The Dreaded Life Review

When we internalize this benevolent and helpful inner signal, and turn it against ourselves in the form of judgment and guilt, then we get what I call “the dreaded life review.”  In this life review, we get to see and observe and remember…sometimes in excruciating detail, all the “sins” of our lives….all the ways in which we have consciously or unconsciously hurt or injured a fellow human being.  If we are judgmental and critical of self or tend toward self-loathing, this dreaded life review can be an exercise in self-flagellation and self-punishment.  “Woe is me, I am a sinner.  Woe is me, I am undeserving of love, forgiveness.  Nobody likes me, everybody hates me, I’m gonna eat some worms……and I deserve it for how terrible I have been and continue to be.”  ARGH!!!!!  This little exercise in self-loathing is us pointing the finger of judgment and blame upon ourselves.  And if we are “God-fearing” people, we are sure to imagine that God is shaking HIS finger of blame at us and just waiting to hurl the fire and brimstone of eternal punishment our way.

 

God-fearing vs.
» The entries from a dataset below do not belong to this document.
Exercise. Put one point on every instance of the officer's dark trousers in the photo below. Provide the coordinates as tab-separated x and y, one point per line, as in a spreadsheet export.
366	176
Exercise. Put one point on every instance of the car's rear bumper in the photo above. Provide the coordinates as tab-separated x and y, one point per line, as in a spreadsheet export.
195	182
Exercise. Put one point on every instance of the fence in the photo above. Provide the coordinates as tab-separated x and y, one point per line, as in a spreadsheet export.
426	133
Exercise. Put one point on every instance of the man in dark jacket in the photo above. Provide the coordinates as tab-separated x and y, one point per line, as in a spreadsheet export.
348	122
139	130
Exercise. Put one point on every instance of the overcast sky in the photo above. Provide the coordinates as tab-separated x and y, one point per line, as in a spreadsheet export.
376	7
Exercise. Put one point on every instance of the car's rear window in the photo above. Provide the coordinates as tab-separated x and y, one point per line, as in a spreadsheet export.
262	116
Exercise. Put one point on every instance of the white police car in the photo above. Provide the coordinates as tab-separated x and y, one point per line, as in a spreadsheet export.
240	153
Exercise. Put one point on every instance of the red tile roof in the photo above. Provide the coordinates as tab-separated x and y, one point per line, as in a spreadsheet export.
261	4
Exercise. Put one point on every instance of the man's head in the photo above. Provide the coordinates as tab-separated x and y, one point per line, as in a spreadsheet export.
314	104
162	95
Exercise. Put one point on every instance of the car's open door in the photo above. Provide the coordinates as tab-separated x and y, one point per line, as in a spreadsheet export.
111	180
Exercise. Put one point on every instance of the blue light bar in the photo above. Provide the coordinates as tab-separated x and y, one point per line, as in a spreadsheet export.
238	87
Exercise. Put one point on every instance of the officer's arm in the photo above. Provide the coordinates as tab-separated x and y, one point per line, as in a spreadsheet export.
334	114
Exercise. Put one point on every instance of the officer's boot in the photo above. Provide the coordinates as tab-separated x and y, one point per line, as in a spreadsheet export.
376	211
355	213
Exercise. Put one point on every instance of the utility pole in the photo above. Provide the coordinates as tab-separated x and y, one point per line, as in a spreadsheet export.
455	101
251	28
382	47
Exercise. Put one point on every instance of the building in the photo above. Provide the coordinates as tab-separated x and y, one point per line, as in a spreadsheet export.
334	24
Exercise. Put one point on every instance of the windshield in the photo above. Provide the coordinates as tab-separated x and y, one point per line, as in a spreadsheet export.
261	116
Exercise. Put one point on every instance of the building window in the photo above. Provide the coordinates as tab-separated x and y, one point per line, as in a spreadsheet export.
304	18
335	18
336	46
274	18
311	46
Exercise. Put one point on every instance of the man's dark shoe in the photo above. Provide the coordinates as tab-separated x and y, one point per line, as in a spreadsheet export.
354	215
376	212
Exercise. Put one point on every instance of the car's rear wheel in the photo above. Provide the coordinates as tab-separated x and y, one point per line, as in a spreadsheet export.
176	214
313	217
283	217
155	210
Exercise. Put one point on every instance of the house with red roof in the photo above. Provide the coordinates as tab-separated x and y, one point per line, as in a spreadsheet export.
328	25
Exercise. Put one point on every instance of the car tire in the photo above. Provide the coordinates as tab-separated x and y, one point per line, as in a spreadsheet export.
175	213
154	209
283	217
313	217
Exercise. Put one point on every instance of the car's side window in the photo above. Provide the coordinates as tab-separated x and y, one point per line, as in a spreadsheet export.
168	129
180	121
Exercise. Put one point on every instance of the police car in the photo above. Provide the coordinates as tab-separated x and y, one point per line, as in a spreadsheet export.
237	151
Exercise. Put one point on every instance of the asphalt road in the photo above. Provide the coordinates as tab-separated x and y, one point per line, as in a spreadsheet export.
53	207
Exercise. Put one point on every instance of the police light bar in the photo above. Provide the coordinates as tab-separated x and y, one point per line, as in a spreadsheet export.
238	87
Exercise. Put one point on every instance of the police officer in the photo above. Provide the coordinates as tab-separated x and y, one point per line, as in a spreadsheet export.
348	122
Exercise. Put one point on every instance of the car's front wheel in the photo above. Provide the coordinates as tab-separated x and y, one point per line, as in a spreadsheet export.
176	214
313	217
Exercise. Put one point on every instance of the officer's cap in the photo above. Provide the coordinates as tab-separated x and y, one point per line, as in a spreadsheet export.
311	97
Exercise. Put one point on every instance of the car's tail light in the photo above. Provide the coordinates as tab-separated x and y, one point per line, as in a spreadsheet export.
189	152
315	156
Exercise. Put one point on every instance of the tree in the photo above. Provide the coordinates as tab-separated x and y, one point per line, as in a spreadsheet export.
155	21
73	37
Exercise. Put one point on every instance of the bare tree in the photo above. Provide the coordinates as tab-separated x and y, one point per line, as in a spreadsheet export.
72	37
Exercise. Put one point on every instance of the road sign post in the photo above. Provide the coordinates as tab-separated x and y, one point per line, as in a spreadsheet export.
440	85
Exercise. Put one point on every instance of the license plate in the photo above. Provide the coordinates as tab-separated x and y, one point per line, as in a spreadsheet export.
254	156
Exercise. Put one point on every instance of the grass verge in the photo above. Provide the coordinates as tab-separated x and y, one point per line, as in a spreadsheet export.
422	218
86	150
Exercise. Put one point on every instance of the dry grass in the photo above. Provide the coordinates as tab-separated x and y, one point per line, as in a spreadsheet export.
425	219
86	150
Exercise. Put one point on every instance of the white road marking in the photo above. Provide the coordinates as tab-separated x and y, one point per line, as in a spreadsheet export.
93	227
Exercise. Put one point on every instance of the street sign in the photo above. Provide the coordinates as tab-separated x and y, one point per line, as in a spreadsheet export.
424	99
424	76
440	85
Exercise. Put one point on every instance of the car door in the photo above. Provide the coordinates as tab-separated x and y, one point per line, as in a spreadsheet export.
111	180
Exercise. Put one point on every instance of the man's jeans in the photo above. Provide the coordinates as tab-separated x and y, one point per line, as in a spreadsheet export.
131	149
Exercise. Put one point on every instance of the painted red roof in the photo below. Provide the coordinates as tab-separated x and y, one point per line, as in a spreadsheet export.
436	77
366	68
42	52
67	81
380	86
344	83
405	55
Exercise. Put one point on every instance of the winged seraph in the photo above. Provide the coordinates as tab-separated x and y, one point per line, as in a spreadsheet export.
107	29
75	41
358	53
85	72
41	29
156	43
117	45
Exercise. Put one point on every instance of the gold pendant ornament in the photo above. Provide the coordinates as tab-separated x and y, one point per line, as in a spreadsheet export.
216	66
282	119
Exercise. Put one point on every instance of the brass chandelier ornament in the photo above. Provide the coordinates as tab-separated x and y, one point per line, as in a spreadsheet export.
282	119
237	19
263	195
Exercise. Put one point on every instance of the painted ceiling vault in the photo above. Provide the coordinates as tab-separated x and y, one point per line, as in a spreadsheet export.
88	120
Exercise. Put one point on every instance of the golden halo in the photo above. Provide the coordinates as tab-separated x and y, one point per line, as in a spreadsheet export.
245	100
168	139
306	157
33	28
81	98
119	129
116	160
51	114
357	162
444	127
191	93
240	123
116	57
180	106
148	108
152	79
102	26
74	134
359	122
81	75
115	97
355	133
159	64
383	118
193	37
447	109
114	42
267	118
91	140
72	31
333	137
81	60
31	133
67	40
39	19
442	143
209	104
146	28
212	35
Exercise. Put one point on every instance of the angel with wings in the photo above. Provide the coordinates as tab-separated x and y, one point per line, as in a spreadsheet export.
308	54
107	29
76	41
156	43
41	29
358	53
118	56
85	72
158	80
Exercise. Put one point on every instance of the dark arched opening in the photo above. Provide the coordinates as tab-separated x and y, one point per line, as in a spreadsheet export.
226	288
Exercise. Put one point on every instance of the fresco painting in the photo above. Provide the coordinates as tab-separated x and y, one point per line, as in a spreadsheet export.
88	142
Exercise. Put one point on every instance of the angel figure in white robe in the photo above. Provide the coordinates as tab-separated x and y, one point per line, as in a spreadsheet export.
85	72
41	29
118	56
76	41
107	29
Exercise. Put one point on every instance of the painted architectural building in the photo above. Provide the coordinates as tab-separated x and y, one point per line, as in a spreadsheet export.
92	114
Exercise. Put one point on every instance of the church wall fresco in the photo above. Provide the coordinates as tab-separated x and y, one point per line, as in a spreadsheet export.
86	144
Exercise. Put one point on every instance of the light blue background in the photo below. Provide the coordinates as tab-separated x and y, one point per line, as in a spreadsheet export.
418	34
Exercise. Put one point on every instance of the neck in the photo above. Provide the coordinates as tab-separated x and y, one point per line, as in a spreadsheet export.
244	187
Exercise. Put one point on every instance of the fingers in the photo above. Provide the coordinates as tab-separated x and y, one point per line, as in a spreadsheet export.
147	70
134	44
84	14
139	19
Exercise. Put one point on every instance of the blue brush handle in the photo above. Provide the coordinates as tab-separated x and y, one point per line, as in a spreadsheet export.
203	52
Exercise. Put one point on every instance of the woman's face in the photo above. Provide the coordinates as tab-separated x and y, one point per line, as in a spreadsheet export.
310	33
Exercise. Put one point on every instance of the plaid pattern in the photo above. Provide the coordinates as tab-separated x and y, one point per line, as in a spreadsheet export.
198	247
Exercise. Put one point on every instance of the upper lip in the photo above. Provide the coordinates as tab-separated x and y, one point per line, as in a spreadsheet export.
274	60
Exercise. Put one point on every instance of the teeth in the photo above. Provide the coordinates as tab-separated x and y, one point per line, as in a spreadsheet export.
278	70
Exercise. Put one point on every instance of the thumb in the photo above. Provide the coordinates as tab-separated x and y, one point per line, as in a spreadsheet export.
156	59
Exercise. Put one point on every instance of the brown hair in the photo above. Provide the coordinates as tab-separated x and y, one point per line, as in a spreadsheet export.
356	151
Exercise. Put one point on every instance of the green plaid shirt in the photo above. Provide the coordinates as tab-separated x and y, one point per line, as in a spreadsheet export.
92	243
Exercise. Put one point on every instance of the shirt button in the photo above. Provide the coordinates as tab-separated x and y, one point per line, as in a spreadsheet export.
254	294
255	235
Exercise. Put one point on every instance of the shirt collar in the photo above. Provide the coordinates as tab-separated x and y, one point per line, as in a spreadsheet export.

God-loving

The good news is that the only one punishing us for our “sinful” behavior is ourselves.  We are the one pointing the finger of judgement and blame while God is simply there holding us and waiting for us to ask to be released from the judgment that we are so good at heaping upon ourselves.  Like the story Jesus told of the Prodigal Son, it was the son who judged himself for having chosen separation from his father.  The father, simply welcomed his son home with open arms and held a great celebration, never shaking the finger of judgment or blame.  If Jesus understood God to be like the father in the story, then isn’t this the God we too are invited to know?  I think so.

 

Healing the Life Review

So, when the dreaded life review rears its ugly head, and we are tempted to fall into the pit of self-loathing, there is one thing we must do…….FORGIVE ourselves.  We are invited to look at the places in our lives where we have injured the fragile, intimate human connections and offer them for release.  We are invited to examine the deeper fears and unhealed wounds that may have caused us to hurt another and lift that up for healing and release.  And we are invited to STOP judging, punishing and hurling fire and brimstone upon ourselves.  The good news is again, we are not alone in this as there is a benevolent, loving, compassionate Source that is just waiting for us to lift the guilt off ourselves and place it in God’s loving hands where it can be healed and released, freeing us to return to the healthy and life-giving process of forgiveness, absolution and reconciliation.

 

Where have you experienced the “dreaded life review?”

Where are you tempted to indulge in self-judgment, punishment and self-loathing?

Where are you being invited to give your self-judgment and guilt over for healing and release?